Caller:….oh, uh, yeah, hi.
This guy's dead in the water already. He cannot even manage to conduct a phone call properly – when he called me! Plus, he sounds too young – early twenties, I'm guessing.
Me: Can I help you?
Caller: Uh, yeah, do you take credit cards?
Oh, now he's past dead, he's a rotting corpse. If you can't put your hands on cash, I don't want to know you.
Me: No, I don't.
Caller: So, well, what other forms of payment do you take? Do you take checks?
You want to give a check to a sex worker? Who is this, Jerry Springer? No. I only take checks from guys I really like and trust who I've been seeing frequently for, oh, at least four years or more. That's a small club, and this boy ain't never going to be in it.
Me: No, it's cash only.
Caller: Oh, cash only, huh? (Sound of other voices in the background.) Um, well, like, could you call our friend and convince him?
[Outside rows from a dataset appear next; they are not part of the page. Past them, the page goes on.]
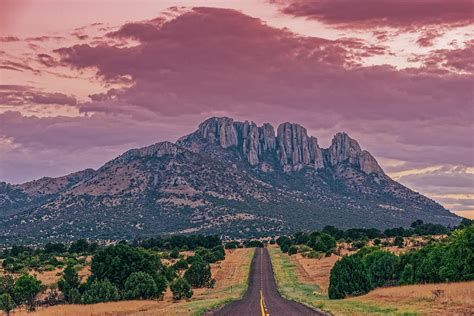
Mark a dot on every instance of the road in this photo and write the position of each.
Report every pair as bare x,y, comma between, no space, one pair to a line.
262,297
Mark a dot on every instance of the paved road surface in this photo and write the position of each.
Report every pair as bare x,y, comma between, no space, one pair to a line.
262,297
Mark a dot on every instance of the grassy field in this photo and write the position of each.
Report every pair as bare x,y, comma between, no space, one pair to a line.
231,283
294,282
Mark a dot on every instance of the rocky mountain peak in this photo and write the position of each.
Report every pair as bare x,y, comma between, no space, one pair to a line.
155,150
220,130
292,147
344,149
296,149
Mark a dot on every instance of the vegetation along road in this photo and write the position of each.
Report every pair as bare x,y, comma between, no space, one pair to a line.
262,297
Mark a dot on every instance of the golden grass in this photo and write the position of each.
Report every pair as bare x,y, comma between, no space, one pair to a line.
231,282
315,271
307,280
466,214
453,298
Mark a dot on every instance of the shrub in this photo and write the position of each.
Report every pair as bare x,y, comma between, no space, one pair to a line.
69,282
358,244
206,254
174,254
348,277
74,296
26,289
6,303
322,242
161,283
199,274
398,241
219,253
100,291
232,245
458,260
7,284
117,263
407,276
381,267
79,246
140,285
181,289
292,250
181,265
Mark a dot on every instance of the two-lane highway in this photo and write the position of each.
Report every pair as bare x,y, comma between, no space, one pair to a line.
262,297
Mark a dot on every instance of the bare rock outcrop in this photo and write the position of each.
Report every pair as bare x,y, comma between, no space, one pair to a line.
292,146
344,149
296,149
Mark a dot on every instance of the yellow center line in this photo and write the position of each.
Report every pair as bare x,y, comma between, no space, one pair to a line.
262,300
262,304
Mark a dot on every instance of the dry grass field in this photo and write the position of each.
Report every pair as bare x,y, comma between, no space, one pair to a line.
428,299
307,280
231,282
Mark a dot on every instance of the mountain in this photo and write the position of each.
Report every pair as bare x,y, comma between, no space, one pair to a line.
228,177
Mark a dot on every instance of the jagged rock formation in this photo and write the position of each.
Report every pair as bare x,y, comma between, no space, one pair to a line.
231,178
292,146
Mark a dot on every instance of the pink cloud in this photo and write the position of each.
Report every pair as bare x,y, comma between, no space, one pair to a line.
207,62
379,13
23,95
458,59
189,65
6,39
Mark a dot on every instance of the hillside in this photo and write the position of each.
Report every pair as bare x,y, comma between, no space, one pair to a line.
231,178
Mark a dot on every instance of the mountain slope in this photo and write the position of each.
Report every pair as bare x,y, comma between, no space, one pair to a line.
231,178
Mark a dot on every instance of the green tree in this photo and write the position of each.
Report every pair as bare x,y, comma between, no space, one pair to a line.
293,250
7,284
398,241
348,277
68,283
7,304
181,289
79,246
219,253
382,267
140,285
100,291
117,263
74,296
27,287
181,265
174,254
407,275
457,263
199,274
206,254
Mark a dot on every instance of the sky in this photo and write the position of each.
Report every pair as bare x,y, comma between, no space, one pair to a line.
83,81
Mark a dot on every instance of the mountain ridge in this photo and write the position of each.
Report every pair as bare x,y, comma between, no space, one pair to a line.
228,177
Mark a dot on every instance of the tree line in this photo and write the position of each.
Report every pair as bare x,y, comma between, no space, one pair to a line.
118,272
372,267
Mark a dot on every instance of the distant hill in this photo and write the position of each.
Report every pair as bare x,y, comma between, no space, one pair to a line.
230,178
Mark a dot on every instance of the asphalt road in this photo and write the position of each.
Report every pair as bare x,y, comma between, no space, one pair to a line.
262,297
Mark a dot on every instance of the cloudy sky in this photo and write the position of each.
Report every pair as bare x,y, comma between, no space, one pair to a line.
83,81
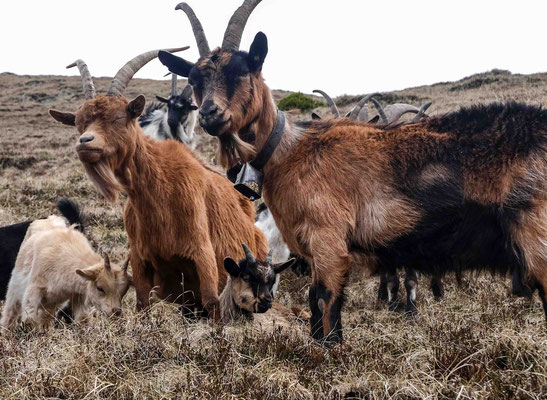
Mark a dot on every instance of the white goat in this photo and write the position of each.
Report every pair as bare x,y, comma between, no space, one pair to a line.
56,264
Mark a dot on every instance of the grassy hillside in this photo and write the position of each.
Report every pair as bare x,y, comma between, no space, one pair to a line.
478,342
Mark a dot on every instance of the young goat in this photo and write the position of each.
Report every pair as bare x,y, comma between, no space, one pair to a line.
177,122
419,195
251,289
182,218
12,236
56,265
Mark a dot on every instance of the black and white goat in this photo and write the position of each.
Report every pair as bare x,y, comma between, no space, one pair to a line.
250,291
177,121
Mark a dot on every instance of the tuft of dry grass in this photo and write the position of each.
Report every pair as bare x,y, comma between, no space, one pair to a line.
478,342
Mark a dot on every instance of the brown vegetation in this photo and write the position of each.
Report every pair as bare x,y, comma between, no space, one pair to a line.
479,342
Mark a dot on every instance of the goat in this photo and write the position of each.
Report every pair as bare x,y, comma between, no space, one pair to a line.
250,289
181,217
56,265
177,122
419,195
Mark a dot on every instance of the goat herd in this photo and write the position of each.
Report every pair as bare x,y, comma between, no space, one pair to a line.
436,194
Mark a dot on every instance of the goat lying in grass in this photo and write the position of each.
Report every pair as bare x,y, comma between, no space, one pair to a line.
251,288
56,264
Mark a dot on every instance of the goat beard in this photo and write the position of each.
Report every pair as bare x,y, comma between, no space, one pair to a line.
102,176
232,149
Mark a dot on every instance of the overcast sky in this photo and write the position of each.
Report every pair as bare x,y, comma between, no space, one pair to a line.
343,46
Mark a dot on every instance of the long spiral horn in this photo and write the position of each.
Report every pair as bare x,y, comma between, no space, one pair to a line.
380,111
199,33
87,82
173,84
248,254
234,30
330,102
124,75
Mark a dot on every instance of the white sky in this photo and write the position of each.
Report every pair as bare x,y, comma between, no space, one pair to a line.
343,46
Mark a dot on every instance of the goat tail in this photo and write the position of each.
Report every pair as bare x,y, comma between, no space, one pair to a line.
71,211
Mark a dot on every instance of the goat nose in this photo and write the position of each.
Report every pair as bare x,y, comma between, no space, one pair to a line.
85,139
208,108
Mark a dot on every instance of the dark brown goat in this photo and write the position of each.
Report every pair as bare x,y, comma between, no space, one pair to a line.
181,217
468,188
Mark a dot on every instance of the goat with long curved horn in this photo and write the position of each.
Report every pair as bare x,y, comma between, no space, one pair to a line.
330,102
248,254
124,75
199,33
234,31
87,82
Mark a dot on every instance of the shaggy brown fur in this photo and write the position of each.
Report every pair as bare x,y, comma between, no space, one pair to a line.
466,190
181,217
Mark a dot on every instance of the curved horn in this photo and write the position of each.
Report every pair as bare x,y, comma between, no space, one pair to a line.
330,102
173,84
106,261
363,114
124,75
380,111
248,254
421,113
87,82
354,113
199,33
395,111
232,36
125,265
187,92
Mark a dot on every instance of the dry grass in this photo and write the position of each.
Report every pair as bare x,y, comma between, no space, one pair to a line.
478,342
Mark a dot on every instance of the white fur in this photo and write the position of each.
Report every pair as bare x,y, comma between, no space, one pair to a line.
185,132
44,277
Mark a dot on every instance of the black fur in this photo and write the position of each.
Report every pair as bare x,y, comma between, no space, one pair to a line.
11,237
71,211
146,117
317,292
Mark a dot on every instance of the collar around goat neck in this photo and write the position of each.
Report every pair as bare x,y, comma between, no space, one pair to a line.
247,178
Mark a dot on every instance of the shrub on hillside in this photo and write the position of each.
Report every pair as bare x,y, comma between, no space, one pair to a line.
298,100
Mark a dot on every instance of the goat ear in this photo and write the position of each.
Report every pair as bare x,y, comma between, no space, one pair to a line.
175,64
87,274
278,268
231,267
64,118
136,106
315,116
258,51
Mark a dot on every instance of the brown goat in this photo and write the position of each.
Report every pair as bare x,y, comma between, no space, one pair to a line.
465,189
181,217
Me: What? Oh, you have got to be kidding.
Caller: No, if you like, call our friend - he's like, our boss – and convince him to give us some cash we'll come see you.
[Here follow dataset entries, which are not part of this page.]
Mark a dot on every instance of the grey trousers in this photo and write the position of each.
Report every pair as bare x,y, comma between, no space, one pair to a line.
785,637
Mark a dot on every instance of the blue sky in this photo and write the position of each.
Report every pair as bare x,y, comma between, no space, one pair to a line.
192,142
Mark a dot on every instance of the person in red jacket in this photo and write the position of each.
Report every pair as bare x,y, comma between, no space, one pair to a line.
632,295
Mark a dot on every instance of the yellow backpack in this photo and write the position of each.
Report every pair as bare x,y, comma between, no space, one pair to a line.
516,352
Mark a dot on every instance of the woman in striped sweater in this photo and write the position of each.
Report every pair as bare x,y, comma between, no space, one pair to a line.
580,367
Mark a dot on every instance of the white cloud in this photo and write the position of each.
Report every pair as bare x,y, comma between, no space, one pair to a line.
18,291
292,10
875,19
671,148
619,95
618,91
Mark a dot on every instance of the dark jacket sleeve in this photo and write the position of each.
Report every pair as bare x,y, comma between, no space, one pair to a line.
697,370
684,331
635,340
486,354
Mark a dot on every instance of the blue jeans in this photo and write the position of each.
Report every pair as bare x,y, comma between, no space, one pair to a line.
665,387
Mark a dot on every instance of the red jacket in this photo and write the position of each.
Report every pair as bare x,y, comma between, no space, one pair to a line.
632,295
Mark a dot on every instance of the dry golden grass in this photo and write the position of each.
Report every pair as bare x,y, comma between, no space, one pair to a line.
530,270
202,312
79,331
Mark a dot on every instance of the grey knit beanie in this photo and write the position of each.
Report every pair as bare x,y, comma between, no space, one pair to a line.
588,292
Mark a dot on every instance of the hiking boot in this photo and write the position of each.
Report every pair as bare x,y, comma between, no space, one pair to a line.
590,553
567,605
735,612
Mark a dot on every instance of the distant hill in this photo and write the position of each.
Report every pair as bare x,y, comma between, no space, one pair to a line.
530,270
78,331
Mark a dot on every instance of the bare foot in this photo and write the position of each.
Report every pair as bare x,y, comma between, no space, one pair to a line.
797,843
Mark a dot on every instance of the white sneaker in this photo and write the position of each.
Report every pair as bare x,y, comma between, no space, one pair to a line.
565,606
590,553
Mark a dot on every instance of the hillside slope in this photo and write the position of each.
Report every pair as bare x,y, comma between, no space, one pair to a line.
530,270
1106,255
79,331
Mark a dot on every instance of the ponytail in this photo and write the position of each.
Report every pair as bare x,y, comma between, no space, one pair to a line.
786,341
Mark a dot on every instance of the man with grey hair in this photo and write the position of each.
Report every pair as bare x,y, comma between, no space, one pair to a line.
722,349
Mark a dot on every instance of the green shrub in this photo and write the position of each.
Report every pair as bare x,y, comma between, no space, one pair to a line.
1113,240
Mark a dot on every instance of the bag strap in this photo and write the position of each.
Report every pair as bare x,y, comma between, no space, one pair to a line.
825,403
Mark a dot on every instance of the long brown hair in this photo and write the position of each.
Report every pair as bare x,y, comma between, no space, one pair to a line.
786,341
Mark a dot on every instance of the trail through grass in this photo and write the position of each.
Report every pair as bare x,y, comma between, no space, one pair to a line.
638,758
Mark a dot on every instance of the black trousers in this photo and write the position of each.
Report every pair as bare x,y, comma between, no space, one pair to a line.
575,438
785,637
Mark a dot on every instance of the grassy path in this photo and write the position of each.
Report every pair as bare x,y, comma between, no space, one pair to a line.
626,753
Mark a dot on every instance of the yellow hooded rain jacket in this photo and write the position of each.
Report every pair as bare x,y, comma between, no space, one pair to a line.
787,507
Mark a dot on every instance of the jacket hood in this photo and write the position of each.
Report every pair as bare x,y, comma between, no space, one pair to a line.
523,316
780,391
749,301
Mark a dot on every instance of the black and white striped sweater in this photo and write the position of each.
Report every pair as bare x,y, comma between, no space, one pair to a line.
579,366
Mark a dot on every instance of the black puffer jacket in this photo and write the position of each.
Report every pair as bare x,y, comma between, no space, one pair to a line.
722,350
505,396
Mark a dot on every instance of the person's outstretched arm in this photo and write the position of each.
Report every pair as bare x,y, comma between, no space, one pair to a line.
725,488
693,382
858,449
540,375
There some requests that are so nonsensical that it's not possible - and indeed, not necesssary - to conduct myself like the upscale professional that I am. One has to just respond from a very basic level.
Me: You know, that's about the most ridiculous thing I have ever heard. You're out of your mind.
Caller: (Laughs.)
Me: There is no way I'm calling anyone.
Caller: No?
Me: No.
Caller: Okay, we'll talk to him, and if we can get some cash, we'll call you back.
Me: Oh, please do. I'll be waiting by the phone.
Click. We hang up.
There are some really odd people in the world.